Si le requérant soutient remplir l’ensemble des conditions prévues par ces dispositions, il ressort toutefois des pièces du dossier et notamment des relevés de notes versées dans la présente instance, que M. A… a été absent 38 demi-journées dont 14 sont injustifiées au cours du 1er semestre 2023-2024 au sein du lycée polyvalent Anatole France et qu’il a été absent 47 demi-journées dont 9 sont non justifiées au cours du 2nd semestre au sein du même établissement. Ce dernier bulletin précise en commentaire général que « ses résultats sont moyens en raison d’un manque de régularité et d’investissement. Il doit travailler davantage ». Le bulletin de notes du 1er semestre au sein du lycée des métiers des énergies et du bois Louis Blériot pour l’année 2024-2025 mentionne par ailleurs « de nombreuses absences qui ne vous permettent pas une progression satisfaisante ». Dans ces conditions, et nonobstant l’obtention en juillet 2024 du certificat d’aptitude professionnelle d’électricien, le préfet des Hauts-de-Seine a pu sans erreur d’appréciation estimer que la condition tenant au caractère réel et sérieux du suivi de sa formation n’était pas établie. M. A… n’est ainsi pas fondé à soutenir que le préfet des Hauts-de-Seine a méconnu les dispositions précitées.

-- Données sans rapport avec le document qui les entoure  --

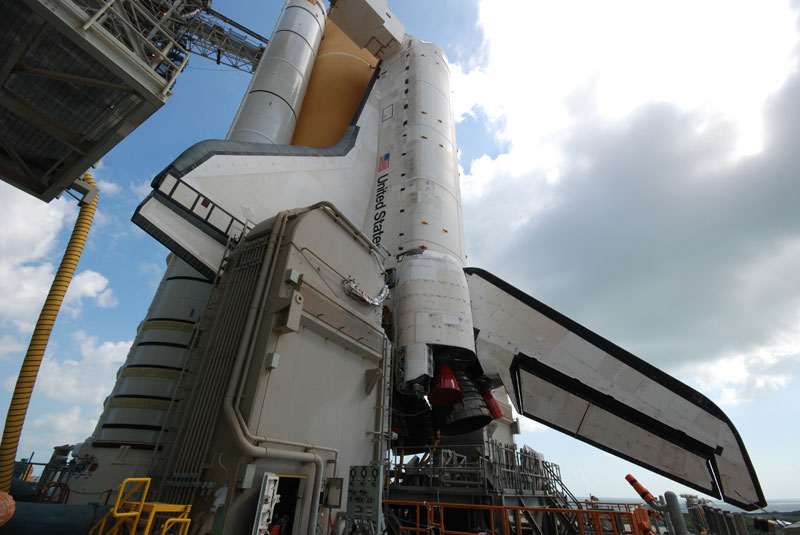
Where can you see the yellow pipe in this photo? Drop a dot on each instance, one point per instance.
(41, 335)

En dernier lieu, M. A… soutient qu’il réside en France depuis deux années, qu’il est inscrit dans une formation qualifiante et qu’il présente un parcours d’insertion socio-professionnelle remarquable. Toutefois, ainsi qu’il a été dit au point précédent, l’intéressé n’établit pas le caractère réel et sérieux du suivi de cette formation et ne peut, par suite, se prévaloir du caractère remarquable de son parcours professionnel. En outre, il ne justifie d’aucune insertion sociale particulière sur le territoire français, alors au demeurant que son arrivée y est récente. Enfin, il n’établit pas être dans l’impossibilité d’exercer ses compétences d’électricien dans son pays d’origine. Dans ces conditions, le moyen tiré de l’erreur manifeste d’appréciation des conséquences de la décision attaquée sur sa situation personnelle doit être écarté.
Il résulte de tout ce qui précède, que la requête de M. A… doit être rejetée en toutes ses conclusions.
D E C I D E :
Article 1er : M. A… est admis, à titre provisoire, au bénéfice de l’aide juridictionnelle.
Article 2 : La requête de M. A… est rejetée.
Article 3 : Le présent jugement sera notifié à M. B… A… et au préfet des Hauts-de-Seine.
Délibéré après l’audience du 24 mars 2026, à laquelle siégeaient :
M. Dubois, président ;
M. Dufresne, premier conseiller ;
M. Jacquelin, premier conseiller.
Rendu public par mise à disposition au greffe le 9 avril 2026.
Le rapporteur,
Signé
G. Jacquelin
Le président,
Signé
J. Dubois
La greffière,
Signé
E. Pradel
La République mande et ordonne au préfet des Hauts-de-Seine en ce qui le concerne ou à tous commissaires de justice à ce requis en ce qui concerne les voies de droit commun contre les parties privées, de pourvoir à l’exécution de la présente décision.